Соперник | страница 25
Он не дышал, возвышаясь надо мной; непреклонность в его взгляде напомнила, как часто я точно так же смотрела на него, желая получить то, что боялась попросить.
Но сейчас между нами все изменилось. Я хотела причинить ему боль. А если судить по той девушке, которую он вчера привел домой, Мэдок остался прежним. Эксплуататором.
Я прикрыла веки, стараясь изобразить скуку, и швырнула открытую капсулу ему.
Глубоко вздохнув, он улыбнулся; от глубокой сосредоточенности не осталось и следа.
– Спасибо. – Затем Мэдок повернулся к Эдди. – Видишь? Мы отлично ладим.

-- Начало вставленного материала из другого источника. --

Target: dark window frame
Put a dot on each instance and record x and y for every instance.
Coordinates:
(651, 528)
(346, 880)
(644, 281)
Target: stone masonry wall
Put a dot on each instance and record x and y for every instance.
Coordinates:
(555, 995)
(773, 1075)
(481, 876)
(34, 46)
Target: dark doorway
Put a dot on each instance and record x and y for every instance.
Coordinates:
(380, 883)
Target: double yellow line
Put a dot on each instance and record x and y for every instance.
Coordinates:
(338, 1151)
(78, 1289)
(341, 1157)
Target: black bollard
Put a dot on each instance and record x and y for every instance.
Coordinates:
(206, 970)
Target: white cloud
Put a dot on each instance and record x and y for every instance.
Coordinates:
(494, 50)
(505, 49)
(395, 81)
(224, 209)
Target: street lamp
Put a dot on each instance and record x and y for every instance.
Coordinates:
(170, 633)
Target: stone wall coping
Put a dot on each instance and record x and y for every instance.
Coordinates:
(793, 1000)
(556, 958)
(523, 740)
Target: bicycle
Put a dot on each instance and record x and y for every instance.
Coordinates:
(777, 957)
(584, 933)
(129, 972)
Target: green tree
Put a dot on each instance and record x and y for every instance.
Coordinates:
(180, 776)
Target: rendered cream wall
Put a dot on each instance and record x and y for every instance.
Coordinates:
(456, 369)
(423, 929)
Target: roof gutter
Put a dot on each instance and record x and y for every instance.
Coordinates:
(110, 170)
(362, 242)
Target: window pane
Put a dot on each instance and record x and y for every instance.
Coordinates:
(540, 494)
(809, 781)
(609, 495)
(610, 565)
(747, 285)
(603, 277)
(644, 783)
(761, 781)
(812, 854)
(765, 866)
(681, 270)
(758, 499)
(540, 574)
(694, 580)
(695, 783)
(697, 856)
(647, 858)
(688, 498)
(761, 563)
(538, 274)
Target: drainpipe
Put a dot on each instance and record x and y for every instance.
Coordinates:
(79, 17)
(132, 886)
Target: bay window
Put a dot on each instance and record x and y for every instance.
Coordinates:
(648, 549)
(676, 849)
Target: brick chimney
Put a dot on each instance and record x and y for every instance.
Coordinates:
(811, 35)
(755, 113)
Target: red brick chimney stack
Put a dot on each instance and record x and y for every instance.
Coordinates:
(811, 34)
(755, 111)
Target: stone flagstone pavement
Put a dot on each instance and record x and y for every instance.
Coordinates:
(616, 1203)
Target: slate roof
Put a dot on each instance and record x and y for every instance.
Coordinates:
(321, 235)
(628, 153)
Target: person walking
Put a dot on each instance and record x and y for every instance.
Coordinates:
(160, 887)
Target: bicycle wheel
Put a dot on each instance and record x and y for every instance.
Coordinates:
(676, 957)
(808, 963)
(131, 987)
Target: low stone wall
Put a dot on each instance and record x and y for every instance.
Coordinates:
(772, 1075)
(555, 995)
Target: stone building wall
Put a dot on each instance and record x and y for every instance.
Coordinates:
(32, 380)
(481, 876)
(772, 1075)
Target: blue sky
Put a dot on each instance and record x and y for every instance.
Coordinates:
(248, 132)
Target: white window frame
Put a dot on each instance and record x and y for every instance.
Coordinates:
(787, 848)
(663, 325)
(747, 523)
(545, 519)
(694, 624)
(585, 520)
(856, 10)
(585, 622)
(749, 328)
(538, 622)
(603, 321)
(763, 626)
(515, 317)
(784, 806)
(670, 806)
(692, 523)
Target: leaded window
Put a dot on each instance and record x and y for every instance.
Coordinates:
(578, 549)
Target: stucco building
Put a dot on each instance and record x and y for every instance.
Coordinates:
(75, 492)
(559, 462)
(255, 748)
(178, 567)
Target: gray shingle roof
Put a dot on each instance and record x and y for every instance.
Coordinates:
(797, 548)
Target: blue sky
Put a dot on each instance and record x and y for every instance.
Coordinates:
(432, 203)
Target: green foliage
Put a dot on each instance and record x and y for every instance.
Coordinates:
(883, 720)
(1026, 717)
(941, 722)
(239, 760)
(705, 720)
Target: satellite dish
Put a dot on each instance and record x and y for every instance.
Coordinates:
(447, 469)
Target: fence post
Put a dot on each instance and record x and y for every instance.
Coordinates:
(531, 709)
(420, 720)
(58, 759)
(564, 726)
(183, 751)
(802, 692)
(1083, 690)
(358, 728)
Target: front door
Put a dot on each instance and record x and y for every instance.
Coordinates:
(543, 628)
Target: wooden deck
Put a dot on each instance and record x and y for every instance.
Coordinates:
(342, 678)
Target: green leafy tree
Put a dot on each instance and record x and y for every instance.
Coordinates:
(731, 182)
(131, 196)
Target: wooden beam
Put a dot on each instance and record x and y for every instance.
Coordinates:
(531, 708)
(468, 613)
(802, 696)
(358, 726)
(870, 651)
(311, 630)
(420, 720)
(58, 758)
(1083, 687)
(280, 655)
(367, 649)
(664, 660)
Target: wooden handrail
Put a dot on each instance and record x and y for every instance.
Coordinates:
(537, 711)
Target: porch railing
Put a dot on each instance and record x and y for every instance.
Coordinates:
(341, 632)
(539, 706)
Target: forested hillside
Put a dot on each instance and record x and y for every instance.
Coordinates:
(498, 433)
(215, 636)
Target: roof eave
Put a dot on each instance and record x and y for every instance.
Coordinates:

Взяв свой подарочный сертификат для картинг-клуба, он вышел через раздвижные стеклянные двери во дворик, ведущий к бассейну.
Я сглотнула, пытаясь угомонить ураган, бушевавший у меня в животе.
– Значит, на этом все? – спросила у Эдди. – Ты позволишь ему остаться?
– Ты сказала, что не возражаешь.
– Не возражаю, – торопливо добавила я. – Просто… не хочу, чтобы у тебя возникли проблемы с боссом.
Она улыбнулась одним уголком рта, выливая тесто на сковороду.
– Ты знала, что Мэдок опять начал играть на пианино? – поинтересовалась Эдди, не отрывая взгляда от плиты.
– Нет, – ответила я, гадая, в честь чего она сменила тему разговора. – Его отец, должно быть, в восторге.
Мэдок брал уроки музыки с пяти лет. Он особенно интересовался фортепиано. Джейсон Карутерс хотел, чтобы его сын был всесторонне развит. Однако, когда Мэдоку исполнилось пятнадцать (примерно в тот же период мы с мамой переехали к ним), он понял, что мистера Карутерса интересовали лишь выступления, чтобы было чем похвастаться, покрасоваться.
Поэтому Мэдок бросил учебу. Отказывался посещать уроки и грозился разгромить рояль, если его не уберут с глаз долой. Инструмент спустили в подвал, где он расположился рядом с моей полурампой.
Но я всегда недоумевала…
Ему действительно нравилось играть. Это была его отдушина. По крайней мере, мне так казалось. Обычно Мэдок практиковался только во время занятий, но в то же время охотно садился за рояль, если был расстроен или очень счастлив.
Бросив музыку, и, соответственно, лишившись отдушины, он начал совершать глупости: сдружился с этим засранцем Джаредом Трентом, издевался над Татум Брандт, вламывался в школьную автомастерскую, откуда воровал детали (об этом не знал никто, кроме меня).
– О, сомневаюсь, что его отец в курсе. Мэдок по-прежнему отказывается выступать или продолжать занятия. Нет, он играет по ночам, когда все уже спят, пока никто не видит и не слышит. – Она остановилась и посмотрела на меня. – Но я его слышу. Тихий перелив клавиш, доносящийся из подвала. Едва заметный. Будто призрак, который никак не решит, остаться ему или уйти.